Judging whether an outbuilding ought to be considered ‘incidental to the enjoyment of the dwelling’ is not always easy.
The provision within the curtilage of a dwellinghouse of any building or enclosure, swimming or other pool required for a purpose incidental to the enjoyment of the dwellinghouse as such is permitted by Article 3, Schedule 2, Part 1, Class E of the Town and Country Planning (General Permitted Development) (England) Order 2015 (GPDO).
A common area of dispute is whether the proposed outbuilding is required for a purpose incidental to the enjoyment of the dwellinghouse as such. Consideration of this issue raises two questions: is the purpose of the proposed outbuilding incidental to the enjoyment of the dwellinghouse as such and, if so, is the proposed outbuilding reasonably required for that purpose.
In terms of whether the purpose of the proposed outbuilding is incidental to the enjoyment of the dwellinghouse as such, case law confirms that the keynote is reasonableness. Case law establishes that what is abnormal is not necessarily unreasonable, but also that what could be regarded as incidental does not depend on the unrestrained whim of the occupier. This approach follows that taken in Emin v SSE Mid Sussex, and subsequently reiterated in Croydon LBC v Gladden, in which the Court held that the concept of what was incidental to the enjoyment of the dwellinghouse as such involved an element of objective reasonableness and was not a matter solely at the whim of the individual owner or occupier.
It is settled case law that the size of the building is not, in itself, determinative of whether a development falls within the provision of Class E3. Nevertheless, it is necessary to look at the function of the space within the proposed outbuilding.
In 3158554, the Inspector found that a proposed pool “occupies only some 18% of the total floor area and occupies less space than the changing room, play area and sauna combined. There is also a considerable amount of circulation space that does not surround the pool itself and for which no specific purpose is identified. It follows that a significant proportion of the total floor in the proposed outbuilding, including the play area and much of the circulation space, would not be used for purposes directly related to the swimming pool.”
The Inspector held that:
“The appellant has provided no evidence to demonstrate that the size of the building, in terms of floor area, is reasonably required to fulfil the intended purpose of a swimming pool. The appellant has therefore failed to discharge the burden of proof that falls upon him.”
The Inspector ultimately decided that the proposed outbuilding is of a size that cannot be considered as being reasonably required for a purpose incidental to the enjoyment of this particular dwellinghouse.
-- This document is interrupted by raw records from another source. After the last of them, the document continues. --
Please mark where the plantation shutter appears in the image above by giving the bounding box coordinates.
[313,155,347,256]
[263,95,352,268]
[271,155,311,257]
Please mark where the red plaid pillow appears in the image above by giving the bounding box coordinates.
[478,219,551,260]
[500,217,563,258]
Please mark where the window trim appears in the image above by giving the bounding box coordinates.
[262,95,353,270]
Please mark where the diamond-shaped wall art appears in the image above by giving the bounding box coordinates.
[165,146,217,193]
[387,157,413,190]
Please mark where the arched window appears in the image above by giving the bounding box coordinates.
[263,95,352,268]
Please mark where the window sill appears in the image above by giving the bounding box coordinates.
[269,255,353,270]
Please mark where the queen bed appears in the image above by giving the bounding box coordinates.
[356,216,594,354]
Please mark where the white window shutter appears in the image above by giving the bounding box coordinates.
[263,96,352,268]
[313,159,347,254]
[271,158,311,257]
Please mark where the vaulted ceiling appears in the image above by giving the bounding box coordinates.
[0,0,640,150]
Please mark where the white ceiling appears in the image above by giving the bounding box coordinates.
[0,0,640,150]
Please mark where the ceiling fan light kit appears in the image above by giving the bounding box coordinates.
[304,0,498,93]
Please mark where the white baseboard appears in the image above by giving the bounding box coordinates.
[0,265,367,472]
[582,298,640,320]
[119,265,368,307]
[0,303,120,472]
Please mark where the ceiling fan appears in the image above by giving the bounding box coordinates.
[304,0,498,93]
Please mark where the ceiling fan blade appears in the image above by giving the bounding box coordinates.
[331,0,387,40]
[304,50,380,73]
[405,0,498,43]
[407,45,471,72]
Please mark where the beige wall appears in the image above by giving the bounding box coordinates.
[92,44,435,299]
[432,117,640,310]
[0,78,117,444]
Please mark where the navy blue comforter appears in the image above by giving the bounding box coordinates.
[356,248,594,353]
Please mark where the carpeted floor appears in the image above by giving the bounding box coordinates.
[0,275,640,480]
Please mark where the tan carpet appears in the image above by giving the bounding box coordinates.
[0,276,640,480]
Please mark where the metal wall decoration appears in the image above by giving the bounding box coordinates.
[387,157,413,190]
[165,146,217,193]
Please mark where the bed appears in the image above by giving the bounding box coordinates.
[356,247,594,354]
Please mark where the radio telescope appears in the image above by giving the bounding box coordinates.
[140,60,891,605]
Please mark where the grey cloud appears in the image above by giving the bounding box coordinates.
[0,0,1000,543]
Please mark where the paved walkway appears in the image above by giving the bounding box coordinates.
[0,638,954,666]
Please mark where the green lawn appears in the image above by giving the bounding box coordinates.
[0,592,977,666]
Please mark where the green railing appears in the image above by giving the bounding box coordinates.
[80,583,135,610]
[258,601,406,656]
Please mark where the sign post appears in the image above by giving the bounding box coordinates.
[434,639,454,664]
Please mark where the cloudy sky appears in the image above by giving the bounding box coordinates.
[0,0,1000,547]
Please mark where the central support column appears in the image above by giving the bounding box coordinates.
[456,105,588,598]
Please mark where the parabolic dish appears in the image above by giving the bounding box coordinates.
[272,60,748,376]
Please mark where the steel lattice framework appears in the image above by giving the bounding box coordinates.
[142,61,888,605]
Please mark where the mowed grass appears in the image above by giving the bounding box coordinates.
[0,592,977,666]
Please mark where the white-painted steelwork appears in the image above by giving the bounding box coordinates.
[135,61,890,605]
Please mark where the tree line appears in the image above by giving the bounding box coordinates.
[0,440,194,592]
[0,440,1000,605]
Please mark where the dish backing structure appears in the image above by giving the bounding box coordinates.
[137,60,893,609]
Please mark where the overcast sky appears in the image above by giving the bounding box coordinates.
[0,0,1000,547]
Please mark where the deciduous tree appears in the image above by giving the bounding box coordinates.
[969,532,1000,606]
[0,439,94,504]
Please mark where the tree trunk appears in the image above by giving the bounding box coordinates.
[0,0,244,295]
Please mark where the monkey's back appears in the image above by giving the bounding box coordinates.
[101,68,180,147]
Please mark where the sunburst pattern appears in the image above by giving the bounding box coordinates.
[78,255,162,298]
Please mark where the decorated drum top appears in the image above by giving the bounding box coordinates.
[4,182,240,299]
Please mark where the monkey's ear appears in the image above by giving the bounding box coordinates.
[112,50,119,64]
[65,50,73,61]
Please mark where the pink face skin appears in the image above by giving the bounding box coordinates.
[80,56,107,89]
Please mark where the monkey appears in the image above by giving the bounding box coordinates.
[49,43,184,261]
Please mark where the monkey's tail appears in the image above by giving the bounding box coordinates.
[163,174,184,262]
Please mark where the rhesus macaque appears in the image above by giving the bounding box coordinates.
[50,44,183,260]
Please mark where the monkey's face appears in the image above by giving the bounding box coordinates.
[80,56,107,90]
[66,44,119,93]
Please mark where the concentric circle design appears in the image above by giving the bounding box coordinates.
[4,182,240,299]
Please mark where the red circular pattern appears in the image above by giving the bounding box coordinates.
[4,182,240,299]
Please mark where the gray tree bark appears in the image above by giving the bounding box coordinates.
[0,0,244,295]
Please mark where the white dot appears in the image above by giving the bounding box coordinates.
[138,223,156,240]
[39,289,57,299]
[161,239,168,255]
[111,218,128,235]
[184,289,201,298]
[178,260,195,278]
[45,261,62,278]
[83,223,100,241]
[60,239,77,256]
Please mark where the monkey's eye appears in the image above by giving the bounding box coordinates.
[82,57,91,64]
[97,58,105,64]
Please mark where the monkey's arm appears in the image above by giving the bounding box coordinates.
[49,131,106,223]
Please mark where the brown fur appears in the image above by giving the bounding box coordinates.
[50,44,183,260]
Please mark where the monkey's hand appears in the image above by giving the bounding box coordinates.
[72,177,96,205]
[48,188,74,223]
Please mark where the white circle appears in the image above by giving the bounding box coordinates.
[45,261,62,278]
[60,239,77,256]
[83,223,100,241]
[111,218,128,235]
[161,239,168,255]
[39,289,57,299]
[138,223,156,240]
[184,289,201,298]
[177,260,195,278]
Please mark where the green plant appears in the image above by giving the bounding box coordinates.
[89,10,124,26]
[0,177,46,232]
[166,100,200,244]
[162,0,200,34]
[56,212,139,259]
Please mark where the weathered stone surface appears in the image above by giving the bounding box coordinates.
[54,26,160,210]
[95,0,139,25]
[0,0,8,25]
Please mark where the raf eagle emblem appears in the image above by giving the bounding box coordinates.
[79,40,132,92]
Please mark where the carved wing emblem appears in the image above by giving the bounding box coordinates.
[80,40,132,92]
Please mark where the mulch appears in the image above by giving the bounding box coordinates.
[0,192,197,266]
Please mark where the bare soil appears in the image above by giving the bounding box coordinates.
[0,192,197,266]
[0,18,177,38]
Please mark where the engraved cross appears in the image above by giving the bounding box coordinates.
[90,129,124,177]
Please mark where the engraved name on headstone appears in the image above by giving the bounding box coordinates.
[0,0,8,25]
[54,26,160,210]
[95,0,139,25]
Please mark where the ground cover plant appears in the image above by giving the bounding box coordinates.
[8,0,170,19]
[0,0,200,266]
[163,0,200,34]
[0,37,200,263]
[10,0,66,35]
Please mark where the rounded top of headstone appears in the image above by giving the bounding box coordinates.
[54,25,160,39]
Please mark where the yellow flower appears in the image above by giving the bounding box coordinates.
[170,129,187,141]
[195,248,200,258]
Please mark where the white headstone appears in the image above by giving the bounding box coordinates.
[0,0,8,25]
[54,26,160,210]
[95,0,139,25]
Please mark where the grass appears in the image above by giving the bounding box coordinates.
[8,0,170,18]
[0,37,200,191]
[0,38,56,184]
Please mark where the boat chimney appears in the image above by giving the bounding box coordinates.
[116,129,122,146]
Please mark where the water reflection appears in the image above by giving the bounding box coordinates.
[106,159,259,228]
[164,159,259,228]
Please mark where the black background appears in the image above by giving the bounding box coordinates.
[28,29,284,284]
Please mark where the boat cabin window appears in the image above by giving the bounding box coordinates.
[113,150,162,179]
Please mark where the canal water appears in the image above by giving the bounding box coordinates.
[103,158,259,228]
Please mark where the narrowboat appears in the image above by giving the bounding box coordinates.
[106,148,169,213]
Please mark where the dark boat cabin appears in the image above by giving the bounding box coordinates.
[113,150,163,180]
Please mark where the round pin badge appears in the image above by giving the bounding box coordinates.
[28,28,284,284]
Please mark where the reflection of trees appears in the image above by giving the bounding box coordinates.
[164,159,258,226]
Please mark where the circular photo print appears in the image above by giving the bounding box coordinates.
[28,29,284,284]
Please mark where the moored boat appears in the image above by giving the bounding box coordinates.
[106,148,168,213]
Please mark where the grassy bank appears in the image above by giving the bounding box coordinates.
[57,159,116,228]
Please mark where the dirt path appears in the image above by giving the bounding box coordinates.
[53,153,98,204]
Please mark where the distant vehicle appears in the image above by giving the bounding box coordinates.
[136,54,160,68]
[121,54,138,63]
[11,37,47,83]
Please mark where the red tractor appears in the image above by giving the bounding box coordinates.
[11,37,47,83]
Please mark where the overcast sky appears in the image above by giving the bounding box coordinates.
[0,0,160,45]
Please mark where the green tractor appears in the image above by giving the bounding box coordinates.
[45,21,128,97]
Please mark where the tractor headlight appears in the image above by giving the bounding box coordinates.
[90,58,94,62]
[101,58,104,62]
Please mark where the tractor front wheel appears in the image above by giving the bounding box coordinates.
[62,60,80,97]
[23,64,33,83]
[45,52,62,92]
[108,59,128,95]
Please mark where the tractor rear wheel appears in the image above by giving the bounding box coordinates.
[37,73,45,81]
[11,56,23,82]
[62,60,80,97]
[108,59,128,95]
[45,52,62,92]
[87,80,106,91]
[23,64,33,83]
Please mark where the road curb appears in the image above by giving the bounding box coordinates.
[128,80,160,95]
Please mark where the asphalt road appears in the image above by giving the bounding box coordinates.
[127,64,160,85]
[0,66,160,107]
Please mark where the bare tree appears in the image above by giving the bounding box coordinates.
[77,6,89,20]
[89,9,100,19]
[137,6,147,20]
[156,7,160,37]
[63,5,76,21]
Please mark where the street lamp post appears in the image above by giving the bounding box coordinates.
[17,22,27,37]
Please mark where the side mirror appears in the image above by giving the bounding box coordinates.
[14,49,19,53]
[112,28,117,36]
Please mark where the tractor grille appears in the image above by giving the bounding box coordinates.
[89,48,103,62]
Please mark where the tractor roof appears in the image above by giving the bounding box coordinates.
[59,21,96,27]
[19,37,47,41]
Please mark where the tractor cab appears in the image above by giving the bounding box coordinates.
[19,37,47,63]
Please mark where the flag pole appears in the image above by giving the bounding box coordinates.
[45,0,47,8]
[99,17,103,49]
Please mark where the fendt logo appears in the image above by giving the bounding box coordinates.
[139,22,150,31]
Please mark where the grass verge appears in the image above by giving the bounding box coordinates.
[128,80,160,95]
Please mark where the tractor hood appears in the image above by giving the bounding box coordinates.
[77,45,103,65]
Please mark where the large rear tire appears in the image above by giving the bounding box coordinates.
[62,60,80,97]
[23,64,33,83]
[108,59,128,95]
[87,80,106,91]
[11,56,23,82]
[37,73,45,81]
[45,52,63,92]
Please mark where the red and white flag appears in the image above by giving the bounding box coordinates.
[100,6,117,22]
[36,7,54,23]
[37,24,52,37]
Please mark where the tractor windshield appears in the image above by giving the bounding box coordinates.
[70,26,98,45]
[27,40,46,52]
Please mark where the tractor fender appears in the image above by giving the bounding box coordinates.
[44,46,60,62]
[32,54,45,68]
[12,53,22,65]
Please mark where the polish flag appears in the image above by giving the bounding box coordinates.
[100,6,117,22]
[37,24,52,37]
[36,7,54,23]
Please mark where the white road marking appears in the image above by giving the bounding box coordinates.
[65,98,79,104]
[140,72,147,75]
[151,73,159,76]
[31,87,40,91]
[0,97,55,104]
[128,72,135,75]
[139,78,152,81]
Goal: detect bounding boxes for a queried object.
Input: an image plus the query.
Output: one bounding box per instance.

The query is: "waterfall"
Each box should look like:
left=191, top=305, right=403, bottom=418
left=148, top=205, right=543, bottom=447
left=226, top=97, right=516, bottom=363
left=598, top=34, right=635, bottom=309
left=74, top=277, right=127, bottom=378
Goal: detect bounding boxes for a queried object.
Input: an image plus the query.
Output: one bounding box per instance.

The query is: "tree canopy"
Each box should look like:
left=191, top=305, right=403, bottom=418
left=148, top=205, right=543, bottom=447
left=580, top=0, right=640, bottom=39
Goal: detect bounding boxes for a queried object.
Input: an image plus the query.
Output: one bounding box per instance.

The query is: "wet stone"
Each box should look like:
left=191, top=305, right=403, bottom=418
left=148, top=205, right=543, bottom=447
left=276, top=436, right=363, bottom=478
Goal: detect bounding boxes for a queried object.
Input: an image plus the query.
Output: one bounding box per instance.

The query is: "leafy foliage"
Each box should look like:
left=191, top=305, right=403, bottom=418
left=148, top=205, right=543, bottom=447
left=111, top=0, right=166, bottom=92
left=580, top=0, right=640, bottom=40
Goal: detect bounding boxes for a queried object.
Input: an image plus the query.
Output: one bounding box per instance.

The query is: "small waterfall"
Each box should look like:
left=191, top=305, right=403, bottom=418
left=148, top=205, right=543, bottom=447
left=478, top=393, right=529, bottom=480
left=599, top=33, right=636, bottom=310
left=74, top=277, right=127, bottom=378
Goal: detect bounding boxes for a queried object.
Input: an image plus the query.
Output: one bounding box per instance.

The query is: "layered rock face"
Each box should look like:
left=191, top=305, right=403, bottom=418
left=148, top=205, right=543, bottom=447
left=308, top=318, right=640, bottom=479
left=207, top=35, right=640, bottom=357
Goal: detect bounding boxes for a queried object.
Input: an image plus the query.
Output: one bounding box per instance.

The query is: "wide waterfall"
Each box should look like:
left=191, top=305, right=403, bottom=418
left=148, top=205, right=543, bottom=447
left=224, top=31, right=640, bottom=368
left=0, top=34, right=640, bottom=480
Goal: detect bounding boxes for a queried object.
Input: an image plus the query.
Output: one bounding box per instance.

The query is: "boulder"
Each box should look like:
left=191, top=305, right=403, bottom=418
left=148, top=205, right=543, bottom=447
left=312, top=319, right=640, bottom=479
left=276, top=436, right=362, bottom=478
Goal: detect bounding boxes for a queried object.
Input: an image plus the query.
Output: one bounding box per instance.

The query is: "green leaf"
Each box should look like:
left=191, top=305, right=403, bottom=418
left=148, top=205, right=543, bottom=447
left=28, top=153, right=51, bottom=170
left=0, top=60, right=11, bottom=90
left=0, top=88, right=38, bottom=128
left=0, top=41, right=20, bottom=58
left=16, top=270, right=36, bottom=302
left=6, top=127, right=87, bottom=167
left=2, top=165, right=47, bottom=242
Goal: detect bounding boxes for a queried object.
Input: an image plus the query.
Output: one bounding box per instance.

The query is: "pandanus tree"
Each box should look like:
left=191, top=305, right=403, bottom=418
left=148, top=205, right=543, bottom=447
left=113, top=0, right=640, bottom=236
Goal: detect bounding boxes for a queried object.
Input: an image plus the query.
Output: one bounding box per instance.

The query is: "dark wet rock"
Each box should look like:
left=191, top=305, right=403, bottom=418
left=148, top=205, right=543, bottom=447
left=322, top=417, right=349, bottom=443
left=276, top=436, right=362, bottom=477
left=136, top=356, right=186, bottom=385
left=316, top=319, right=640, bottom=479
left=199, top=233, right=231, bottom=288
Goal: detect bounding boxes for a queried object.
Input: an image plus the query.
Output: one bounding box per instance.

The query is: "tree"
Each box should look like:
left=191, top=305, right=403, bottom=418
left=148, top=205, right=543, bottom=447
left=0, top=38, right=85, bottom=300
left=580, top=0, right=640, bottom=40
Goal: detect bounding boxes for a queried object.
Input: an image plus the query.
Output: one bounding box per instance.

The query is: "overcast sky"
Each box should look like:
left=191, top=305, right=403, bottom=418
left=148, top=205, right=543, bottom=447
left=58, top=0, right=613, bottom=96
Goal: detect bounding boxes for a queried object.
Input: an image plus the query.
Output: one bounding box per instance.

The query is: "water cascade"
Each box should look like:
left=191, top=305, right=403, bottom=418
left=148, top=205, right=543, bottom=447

Whilst the permitted development right does not require prior approval from the local planning authority, the burden of proof will be on the occupier to show, if required and on the balance of probability, that a proposed outbuilding is reasonably required for its intended purpose. As such, where there is any doubt surrounding your ability to demonstrate reasonableness, it may be prudent to apply for a Lawful Development Certificate before undertaking any work.